Multidisciplinair overleg
Rutgers en Vrancken Peeters zien geen reden voor vraagtekens bij het huidige beleid. Rutgers: “De stellingname van Van de Velde dat je bij iedere patiënt heel goed moet nadenken over wat je moet doen, ondersteun ik van harte. Maar de gedachte dat wij alleen maar monomaan chemotherapie geven, bestrijd ik. Dat druist ook in tegen het principe van het preoperatieve multidisciplinaire overleg (MDO) dat in Nederland plaatsvindt. Dan kan er al geen sprake meer zijn van monomanie.”
“Ik vind het MDO heel prettig”, zegt Vrancken Peeters. “Je hebt alle visies al gehoord voordat je met de patiënt praat. Je kan je zo nog beter verplaatsen in verschillende meningen en uitleggen waarom we als MDO voor een bepaalde weg hebben gekozen.”
Finetunen
Neoadjuvante behandeling bij borstkanker is inmiddels niet meer weg te denken uit de dagelijkse praktijk. Rutgers: “Wat ons betreft gaat de discussie over het finetunen van de neoadjuvante therapie. Daar is op allerlei manieren winst te behalen.”
Vrancken Peeters: “De TRAIN-3-trial, een Nederlandse studie onder leiding van dr. Gabe Sonke, internist-oncoloog in het Antoni van Leeuwenhoek, geeft dat heel mooi weer.” Aan dit onderzoek nemen patiënten deel met een HER2-positieve tumor die in aanmerking komen voor neoadjuvante therapie. De onderzoekers bekijken op geleide van de tumorrespons bij beeldvorming of het aantal chemotherapiekuren bij deze patiënten omlaag kan. “De studie loopt nog, maar er zijn al meerdere patiënten geïncludeerd die minder behandeling krijgen, zowel minder systemische therapie als beperktere chirurgie.”
Een ander punt om over na te denken is hoe terughoudend je zou kunnen zijn met opereren bij een complete respons op een neoadjuvante behandeling.5 Vrancken Peeters: “In de toekomst is de respons op neoadjuvante therapie wellicht zo goed te voorspellen dat we die operatie helemaal niet meer gaan doen.”

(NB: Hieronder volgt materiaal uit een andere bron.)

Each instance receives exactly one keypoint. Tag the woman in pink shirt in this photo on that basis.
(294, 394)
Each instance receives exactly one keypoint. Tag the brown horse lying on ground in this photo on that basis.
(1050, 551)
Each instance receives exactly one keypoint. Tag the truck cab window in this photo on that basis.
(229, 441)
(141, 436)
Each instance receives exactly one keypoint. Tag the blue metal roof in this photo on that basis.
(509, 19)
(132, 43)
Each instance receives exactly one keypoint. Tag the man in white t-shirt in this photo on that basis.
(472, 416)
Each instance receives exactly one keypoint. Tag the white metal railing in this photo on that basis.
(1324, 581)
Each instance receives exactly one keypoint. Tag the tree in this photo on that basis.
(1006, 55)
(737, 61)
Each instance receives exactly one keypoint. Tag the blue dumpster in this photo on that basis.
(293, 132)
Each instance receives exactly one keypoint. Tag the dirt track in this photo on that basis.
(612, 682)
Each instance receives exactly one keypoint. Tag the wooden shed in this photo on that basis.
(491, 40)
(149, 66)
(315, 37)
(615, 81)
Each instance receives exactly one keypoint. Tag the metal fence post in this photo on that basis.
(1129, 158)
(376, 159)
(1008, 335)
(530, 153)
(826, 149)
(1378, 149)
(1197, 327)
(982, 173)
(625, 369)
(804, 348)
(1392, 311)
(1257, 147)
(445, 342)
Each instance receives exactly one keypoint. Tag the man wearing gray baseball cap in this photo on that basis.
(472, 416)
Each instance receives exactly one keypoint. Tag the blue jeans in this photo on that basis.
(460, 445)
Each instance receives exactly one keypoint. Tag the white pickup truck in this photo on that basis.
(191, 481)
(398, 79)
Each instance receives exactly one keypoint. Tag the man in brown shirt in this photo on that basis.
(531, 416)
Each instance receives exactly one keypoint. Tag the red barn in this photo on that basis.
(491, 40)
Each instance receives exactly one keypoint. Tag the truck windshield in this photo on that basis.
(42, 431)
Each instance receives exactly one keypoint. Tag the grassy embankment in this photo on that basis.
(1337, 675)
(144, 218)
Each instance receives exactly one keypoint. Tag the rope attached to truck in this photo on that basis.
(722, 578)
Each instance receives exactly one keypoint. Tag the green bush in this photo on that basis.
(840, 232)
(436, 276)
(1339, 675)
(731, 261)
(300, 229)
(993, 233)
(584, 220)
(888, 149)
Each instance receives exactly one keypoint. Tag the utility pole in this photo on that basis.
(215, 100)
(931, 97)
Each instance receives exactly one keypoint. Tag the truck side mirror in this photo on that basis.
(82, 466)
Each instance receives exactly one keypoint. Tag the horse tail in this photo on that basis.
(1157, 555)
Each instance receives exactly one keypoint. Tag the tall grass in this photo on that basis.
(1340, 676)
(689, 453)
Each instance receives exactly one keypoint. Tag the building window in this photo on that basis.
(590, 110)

Zover is het nog niet, maar Rutgers en Vrancken Peeters zijn overtuigd: de vooruitgang in de borstkankerzorg komt voor het grootste deel op het conto van neoadjuvante systemische therapie.
Referenties
1. Van Eeden S, Oncologie Up-to-date 2019;10(6):10-1.
2. Early Breast Cancer Trialists’ Collaborative Group (EBCTCG). Lancet Oncol 2018;19:27-39.
3. Masuda N, et al. N Engl J Med 2017;376:2147-59.
4. Van der Noordaa M, et al. Ann Surg Oncol 2018;25:1512-20.
5. Heil J, et al. Ann Oncol 2020;31:61-71.